1. Create a Buyer’s Persona
Contrary to popular belief, museums aren’t only for tourists or older people. They can be just as attractive to millennials and Generations Z and Alpha. Managers need to figure out how to align their online marketing campaigns to these target audiences. To do that, they can make buyer personas.
What is a buyer’s persona? A buyer persona is a stereotypical customer profile, typically including demographic data (e.g., age, gender), psychographic data (interests, motivations), and behavioral data (buying patterns). Marketers create buyer’s personas to help them understand what their target customers need.
The first rule of creating an effective buyer’s persona is that it should not include any real people. The point of the persona is for marketers to follow a single type of target audience member. This way, they can expect similar actions from them all.
Moreover, the buyer’s persona should be based primarily on statistical data that shows what type of people bought a product in the past and how they went about doing so. You can add anecdotal information to support the attributes. But it’s important not to let this become overwhelming or take precedence over the factual data.
You should aim to create multiple profiles when creating personas as there are often different types of buyers in a market: early adopters, innovators, laggards, etc. These vary in their actions and motivations and need to be considered separately. Only then will you know whether your marketing messages work across all customer types.
2. Take Advantage of Augmented Reality (AR)
The best way to understand augmented reality (AR) is to compare it with its sister technology, virtual reality (VR). VR is a self-contained digital environmentthat you enter and interact with using equipment such as a headset, gloves, or even haptic chairs.

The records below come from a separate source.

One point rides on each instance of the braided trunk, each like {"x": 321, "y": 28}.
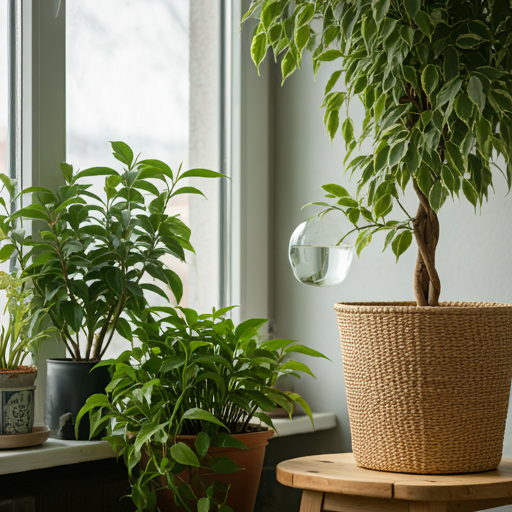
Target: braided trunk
{"x": 427, "y": 286}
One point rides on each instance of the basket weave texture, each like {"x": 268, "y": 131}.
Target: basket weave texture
{"x": 427, "y": 388}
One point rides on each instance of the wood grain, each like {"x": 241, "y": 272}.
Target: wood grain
{"x": 339, "y": 473}
{"x": 311, "y": 501}
{"x": 344, "y": 503}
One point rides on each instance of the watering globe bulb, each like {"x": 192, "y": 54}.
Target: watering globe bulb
{"x": 316, "y": 256}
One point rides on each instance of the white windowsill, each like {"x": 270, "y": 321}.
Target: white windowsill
{"x": 61, "y": 453}
{"x": 53, "y": 453}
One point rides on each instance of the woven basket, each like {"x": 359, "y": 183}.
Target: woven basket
{"x": 427, "y": 388}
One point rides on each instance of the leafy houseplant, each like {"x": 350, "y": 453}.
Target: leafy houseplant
{"x": 87, "y": 264}
{"x": 19, "y": 336}
{"x": 194, "y": 375}
{"x": 94, "y": 251}
{"x": 434, "y": 80}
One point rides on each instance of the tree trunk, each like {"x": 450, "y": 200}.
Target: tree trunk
{"x": 427, "y": 286}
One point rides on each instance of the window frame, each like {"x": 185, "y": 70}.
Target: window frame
{"x": 245, "y": 141}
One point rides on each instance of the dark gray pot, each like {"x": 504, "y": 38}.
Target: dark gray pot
{"x": 17, "y": 402}
{"x": 68, "y": 386}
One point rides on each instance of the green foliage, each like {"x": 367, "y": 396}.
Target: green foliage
{"x": 193, "y": 374}
{"x": 434, "y": 79}
{"x": 88, "y": 261}
{"x": 23, "y": 332}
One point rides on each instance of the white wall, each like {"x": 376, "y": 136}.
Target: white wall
{"x": 474, "y": 252}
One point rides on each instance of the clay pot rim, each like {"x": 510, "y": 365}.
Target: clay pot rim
{"x": 21, "y": 370}
{"x": 444, "y": 308}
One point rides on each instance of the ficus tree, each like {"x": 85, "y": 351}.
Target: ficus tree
{"x": 434, "y": 78}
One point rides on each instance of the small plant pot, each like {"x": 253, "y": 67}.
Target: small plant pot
{"x": 244, "y": 483}
{"x": 17, "y": 400}
{"x": 427, "y": 387}
{"x": 68, "y": 386}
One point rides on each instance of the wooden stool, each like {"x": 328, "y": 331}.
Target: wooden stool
{"x": 333, "y": 483}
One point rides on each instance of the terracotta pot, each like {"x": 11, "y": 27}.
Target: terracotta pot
{"x": 427, "y": 387}
{"x": 244, "y": 483}
{"x": 17, "y": 400}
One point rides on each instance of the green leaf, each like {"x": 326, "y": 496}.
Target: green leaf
{"x": 187, "y": 190}
{"x": 95, "y": 171}
{"x": 424, "y": 179}
{"x": 122, "y": 152}
{"x": 333, "y": 123}
{"x": 401, "y": 243}
{"x": 288, "y": 65}
{"x": 470, "y": 192}
{"x": 203, "y": 505}
{"x": 259, "y": 48}
{"x": 476, "y": 93}
{"x": 380, "y": 9}
{"x": 330, "y": 55}
{"x": 412, "y": 7}
{"x": 424, "y": 23}
{"x": 383, "y": 205}
{"x": 336, "y": 190}
{"x": 429, "y": 79}
{"x": 455, "y": 157}
{"x": 332, "y": 82}
{"x": 6, "y": 252}
{"x": 199, "y": 414}
{"x": 202, "y": 173}
{"x": 467, "y": 41}
{"x": 448, "y": 91}
{"x": 483, "y": 135}
{"x": 347, "y": 130}
{"x": 464, "y": 108}
{"x": 437, "y": 196}
{"x": 297, "y": 366}
{"x": 202, "y": 443}
{"x": 301, "y": 349}
{"x": 124, "y": 329}
{"x": 182, "y": 454}
{"x": 450, "y": 64}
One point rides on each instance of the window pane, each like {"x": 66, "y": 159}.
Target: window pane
{"x": 128, "y": 78}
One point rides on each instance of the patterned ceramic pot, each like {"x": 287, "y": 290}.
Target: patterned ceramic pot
{"x": 17, "y": 401}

This experience is wholly contained within the confines of a room, which has been completely converted into a digital space. All you see around you is the digital world, not your physical surroundings.
AR works by placing computer-generated information over top of real life. It mixes the real and the virtual in one seamless view. The key difference between AR and VR is whether our eyes see mostly real things (augmented) or mostly simulated things (virtual).
AR has a wide variety of business and personal uses. Companies such as Amazon use this technology to create virtual assistants to help customers navigate their stores using live video feeds displayed directly over the items they carry.
How do you use augmented reality in museums? Augmented reality (AR) for art could add an enhanced digital element to the real world. It can improve visitor experiences within museums, providing them with more information about their surroundings, helping them identify items of interest, and giving additional context for exhibitions.
AR offers visitors a richer experience when accessing museum information as they can view additional pieces of information and images. For example, AR makes it possible for them to use “My Quick Guide” to learn more about some items on display. They can scan an object, which can bring a piece of information about the object, along with an image.
In the process, the visitors can better understand an object and allow them to engage with objects more than they would normally be able to do so. Information about exhibits can also reach a wider audience than before. It is more accessible for people who are unable to visit the museum.
3. Go for Local Marketing
Over two trillion searches happen every year, but a significant percentage of these searches is local, like “museums near me.” Local businesses that don’t appear in the top three search engine results pages (SERPs) miss out on 83 percent of their business because people just aren’t seeing them when searching for local services or products.
Moreover, unlike what many museums might believe, consumers don’t like to travel far if they can help it. The farther they’d like to go is less than 20 minutes, according to Bright Local. HubSpot also shared that 80 percent of disposable income was spent in 20 miles of home.
While museums showcase anything of old, the marketing tactics don’t have to be trapped in time. They can elevate their strategies with these ideas.